I dragged it across the floor toward the garden-section check-out. It made a terrible ruckus. Other shoppers stopped to look. I admit, I might have been a little less quiet than I usually am. By now, I was curious: what would it take to get the attention of the handy-dandy Home Depot man? There were plenty around. They were busy helping the blond 20-something in the Daisy Dukes. She must have needed lots of help, because three of them were assisting her. Not one broke away to help me with the stock tank.
That was my first realization that I was a Tweener.
Tired.
Two years ago, my husband and I hauled a couple of horses to New Mexico for a long ride. We had barely left our town when one of our week-old tires blew on the trailer. I wasn't worried; we had a new spare, too. We had the drive-up trailer ramp to make changing it easy; we had the lug wrench. Unfortunately, we did NOT have the ginormous wrench necessary to remove the single bolt that stored the spare tire on the trailer.
We unhooked the trailer and my husband headed off 60 miles to the nearest town to buy a new tire. There I sat, in the heat of our Arizona summer, beside the highway with a fully-loaded horse trailer and no truck in front of it. Two horses peeped their noses out the window as cars and trucks passed.
Not a single person stopped. I moved my upside-down bucket closer to the road to be more visible, carefully watching traffic for safety reasons. I was clearly a female in distress. Not a single truck slowed ... not a car pulled over. It was 110 degrees. No one stopped.
When my husband returned, I unloaded on him. "Nobody even stopped to ask if I needed help! They could see I was here with two horses, alone with a flat tire, and not a single person stopped!" He looked at me, wrench in hand, and calmly said, "I own ya, and I didn't want to stop, either."
It was a great epiphany: not only was I a Tweener, but my damsel-in-distress was broken.
Wiped out.
The humiliations of middle-age weren't finished with me, yet. A couple of months ago, my beloved and I were again on the road -- headed north to a classic car show in Prescott, where my husband's band was scheduled to play. To our surprise, the skies opened up and rain fell from them. It had been dry for so long, I hadn't used the windshield wipers in months. My husband turned them on and we watched, bemused, as the wiper arm crossed the windshield dragging the rubber blade far behind it. The desert sun had killed the wipers. I convinced my "we'll just drive through it," husband to stop at a car parts shop for replacement blades. Blades in hand, we continued on in the rain, running late for the show.
On break time, my husband asked me, "Did you get the blades on yet?" No, I said; that was his job. I'd purchased them; he could attach them. (Besides, I didn't have my "cheaters," and couldn't read the fine print on the enclosed instructions.) My darling chuckled and returned to the makeshift stage.

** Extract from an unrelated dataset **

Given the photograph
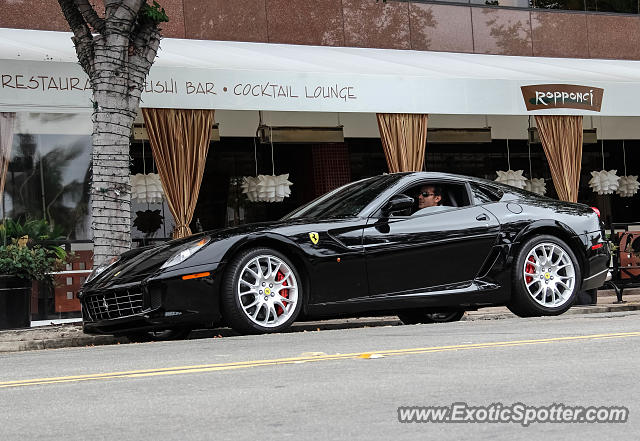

At next break, he returned. "Did you put them on yet?" he asked. "No," I repeated. Soon, the show was ending. The rain was pouring down. We had a 90 mile drive ahead. I held the wipers out to my husband and gestured to the car. "I don't have my tools," he said. I said to him, "Back in the day, honey, I would just stand by the car, looking at the wipers, and some guy would come over and install them for me!" He shrugged. "Get to it!"
That was it. We were at a car show, for crying out loud. I was on a mission. I approached some young guy in a Model A. "Hey! Do you know how to put these on?" I asked, waving the wipers in front of him. "I think so," he said. "Come with me!" I ordered. He silently complied. Within minutes, he had those wipers on -- no tools required. I thanked him profusely and, rain-soaked, he headed back to his car.
I smiled at my husband, and said, "I still got it!" At that, he gently patted my arm and said, "He probably just lost his mother, dear."